ATARDECER
Tardecita costera cálida, ancha, serena, detenida sobre la religiosa paz de la ribera.
Desde el terciopelo azul del cielo se descuelga aquel fruto maduro que cae buscando
un verde lecho de islas. El soberano se rinde; de rodillas implora clemencia pero está condenado.
Por un tajo imaginario se escapa el rojo que salpica el paisaje todo.
El monte queda sólo. De a poco se van callando los murmullos. Las alas y los trinos van buscando la calidez del nido. El río parece detenerse un instante y enjuaga esa mancha de sangre que lo cruza de oeste a este. La costa sabe a silencio hondo. En el aire flota un hálito de misterios.
El paisaje se paraliza en un soplo de eternidad.
El sol ya es un rescoldo.
Un apurado martín pescador buscando la postrera mojarra hiere con un golpe seco
aquel cálido río de ceniza.
El río, aunque no conjuga el verbo detenerse aquieta sus pasos contagiado de tanta calma,
de tan hondo silencio y cambia unas palabras con el ceibo costero que ha vuelto a recobrar
su estatura después de ver palidecer su rojo ante la incontenible herida sangrante
de ese atardecer.
La tarde se acaba, un día más para el costero; o menos, según como se mire.
Un nuevo atardecer en la costa, único, irrepetible, mágico. Una ronda de manitos lo ha rodeado. Ahora buscará la tibieza del fogoncito, la dulzura de un mate, la ternura durmiendo
en una cuna de sauce… Después vendrá el sosiego… El descanso reparador.
Al alba volverá a cargar su angustia cotidiana.
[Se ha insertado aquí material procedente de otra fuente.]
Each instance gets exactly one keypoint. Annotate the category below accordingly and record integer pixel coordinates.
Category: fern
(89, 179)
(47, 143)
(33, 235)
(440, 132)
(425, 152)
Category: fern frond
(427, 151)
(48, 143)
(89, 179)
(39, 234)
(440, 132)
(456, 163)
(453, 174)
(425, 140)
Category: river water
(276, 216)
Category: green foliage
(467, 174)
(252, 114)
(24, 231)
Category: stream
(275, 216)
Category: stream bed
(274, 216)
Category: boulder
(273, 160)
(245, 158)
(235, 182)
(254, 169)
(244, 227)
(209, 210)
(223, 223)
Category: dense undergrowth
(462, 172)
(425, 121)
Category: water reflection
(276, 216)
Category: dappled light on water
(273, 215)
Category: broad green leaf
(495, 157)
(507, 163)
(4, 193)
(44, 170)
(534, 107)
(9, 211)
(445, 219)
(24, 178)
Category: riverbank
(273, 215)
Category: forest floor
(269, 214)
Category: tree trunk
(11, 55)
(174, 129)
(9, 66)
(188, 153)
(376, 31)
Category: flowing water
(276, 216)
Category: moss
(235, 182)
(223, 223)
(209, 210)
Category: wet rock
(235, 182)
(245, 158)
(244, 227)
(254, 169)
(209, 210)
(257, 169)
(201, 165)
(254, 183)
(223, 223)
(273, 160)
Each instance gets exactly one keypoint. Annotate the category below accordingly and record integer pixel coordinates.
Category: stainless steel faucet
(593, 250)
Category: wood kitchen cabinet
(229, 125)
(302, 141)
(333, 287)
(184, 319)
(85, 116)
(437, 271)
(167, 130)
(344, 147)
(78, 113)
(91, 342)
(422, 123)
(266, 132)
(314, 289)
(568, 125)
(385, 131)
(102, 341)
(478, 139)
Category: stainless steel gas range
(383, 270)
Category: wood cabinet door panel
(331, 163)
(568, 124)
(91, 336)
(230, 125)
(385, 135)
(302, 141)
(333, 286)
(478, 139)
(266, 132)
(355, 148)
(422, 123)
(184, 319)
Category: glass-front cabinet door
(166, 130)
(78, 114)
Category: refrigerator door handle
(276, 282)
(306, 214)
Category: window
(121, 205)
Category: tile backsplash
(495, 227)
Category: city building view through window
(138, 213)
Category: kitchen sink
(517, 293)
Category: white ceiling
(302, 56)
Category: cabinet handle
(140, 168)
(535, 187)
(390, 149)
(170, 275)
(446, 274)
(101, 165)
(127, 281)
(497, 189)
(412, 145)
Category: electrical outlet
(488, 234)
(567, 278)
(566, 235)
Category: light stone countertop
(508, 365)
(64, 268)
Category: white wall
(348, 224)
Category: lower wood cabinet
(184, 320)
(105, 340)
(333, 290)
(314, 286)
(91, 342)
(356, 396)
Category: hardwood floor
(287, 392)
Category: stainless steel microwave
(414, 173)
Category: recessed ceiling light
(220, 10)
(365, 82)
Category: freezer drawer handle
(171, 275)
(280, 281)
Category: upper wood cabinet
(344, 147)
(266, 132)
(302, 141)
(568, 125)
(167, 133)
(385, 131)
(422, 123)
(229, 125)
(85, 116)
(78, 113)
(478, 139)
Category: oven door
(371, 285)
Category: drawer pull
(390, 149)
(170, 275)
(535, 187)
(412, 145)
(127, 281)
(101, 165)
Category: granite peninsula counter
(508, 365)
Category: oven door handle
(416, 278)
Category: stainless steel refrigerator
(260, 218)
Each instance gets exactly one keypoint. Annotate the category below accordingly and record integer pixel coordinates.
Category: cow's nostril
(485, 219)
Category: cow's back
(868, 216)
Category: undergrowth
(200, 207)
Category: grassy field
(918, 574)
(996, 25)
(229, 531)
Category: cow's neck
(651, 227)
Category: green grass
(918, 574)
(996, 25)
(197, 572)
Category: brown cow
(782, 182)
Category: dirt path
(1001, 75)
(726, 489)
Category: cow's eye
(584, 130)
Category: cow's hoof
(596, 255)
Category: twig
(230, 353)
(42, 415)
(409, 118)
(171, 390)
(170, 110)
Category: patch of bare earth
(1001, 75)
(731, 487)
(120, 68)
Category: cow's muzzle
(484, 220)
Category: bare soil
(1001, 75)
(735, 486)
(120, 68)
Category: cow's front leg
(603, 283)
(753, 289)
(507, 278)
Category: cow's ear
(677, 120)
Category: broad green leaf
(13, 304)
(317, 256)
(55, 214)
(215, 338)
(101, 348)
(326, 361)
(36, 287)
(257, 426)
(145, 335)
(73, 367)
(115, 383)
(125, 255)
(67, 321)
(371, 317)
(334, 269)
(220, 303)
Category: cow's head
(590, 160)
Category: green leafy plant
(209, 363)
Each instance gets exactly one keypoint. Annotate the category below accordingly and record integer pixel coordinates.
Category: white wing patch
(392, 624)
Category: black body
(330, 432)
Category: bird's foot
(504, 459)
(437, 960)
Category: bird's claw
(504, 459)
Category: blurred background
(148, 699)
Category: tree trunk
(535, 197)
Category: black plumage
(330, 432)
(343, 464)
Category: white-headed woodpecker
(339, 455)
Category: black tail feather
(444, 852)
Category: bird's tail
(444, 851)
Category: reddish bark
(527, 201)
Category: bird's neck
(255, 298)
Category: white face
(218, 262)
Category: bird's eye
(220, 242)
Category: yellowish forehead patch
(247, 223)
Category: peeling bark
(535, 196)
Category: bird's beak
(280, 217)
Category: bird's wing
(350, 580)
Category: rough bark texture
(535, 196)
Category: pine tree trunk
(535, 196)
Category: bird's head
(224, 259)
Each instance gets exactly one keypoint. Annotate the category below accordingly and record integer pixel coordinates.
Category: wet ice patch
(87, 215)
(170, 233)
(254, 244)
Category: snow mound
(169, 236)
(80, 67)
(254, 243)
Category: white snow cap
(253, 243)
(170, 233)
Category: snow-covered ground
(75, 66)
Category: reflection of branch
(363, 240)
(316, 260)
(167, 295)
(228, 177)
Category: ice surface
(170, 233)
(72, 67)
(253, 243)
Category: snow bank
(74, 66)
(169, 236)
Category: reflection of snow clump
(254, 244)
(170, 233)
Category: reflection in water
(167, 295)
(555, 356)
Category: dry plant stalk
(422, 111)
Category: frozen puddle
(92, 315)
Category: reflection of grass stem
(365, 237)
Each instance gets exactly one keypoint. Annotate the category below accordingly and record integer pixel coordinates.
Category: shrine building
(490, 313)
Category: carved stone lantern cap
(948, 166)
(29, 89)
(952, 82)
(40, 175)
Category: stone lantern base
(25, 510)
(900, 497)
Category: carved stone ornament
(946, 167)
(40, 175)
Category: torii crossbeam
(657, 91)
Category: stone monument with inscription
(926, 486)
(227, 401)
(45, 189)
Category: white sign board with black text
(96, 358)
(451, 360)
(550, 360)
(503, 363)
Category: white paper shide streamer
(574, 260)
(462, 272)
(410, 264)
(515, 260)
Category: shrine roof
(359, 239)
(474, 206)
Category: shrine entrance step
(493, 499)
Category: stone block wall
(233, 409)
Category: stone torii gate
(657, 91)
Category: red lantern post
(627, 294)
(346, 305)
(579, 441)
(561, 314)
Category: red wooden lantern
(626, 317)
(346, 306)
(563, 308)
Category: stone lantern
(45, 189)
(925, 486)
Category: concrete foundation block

A la copa de los árboles se aferra
el último suspiro de la tarde.
Gime el río que por el lomo arde,
se callan los gritos de la tierra.
Ya la noche se prueba su vestido
y un costero remonta la jornada;
en un rezo, su sombra reclinada,
va dejando en la arena sus latidos.
Ya divisa en la costa la ranchada.
Palomas las manitos levantadas,
gurisitos en ronda lo han cercado.
Y las islas levantan su proclama
en defensa de aquél que tanto aman,
de nuevo el sol ha sido ajusticiado.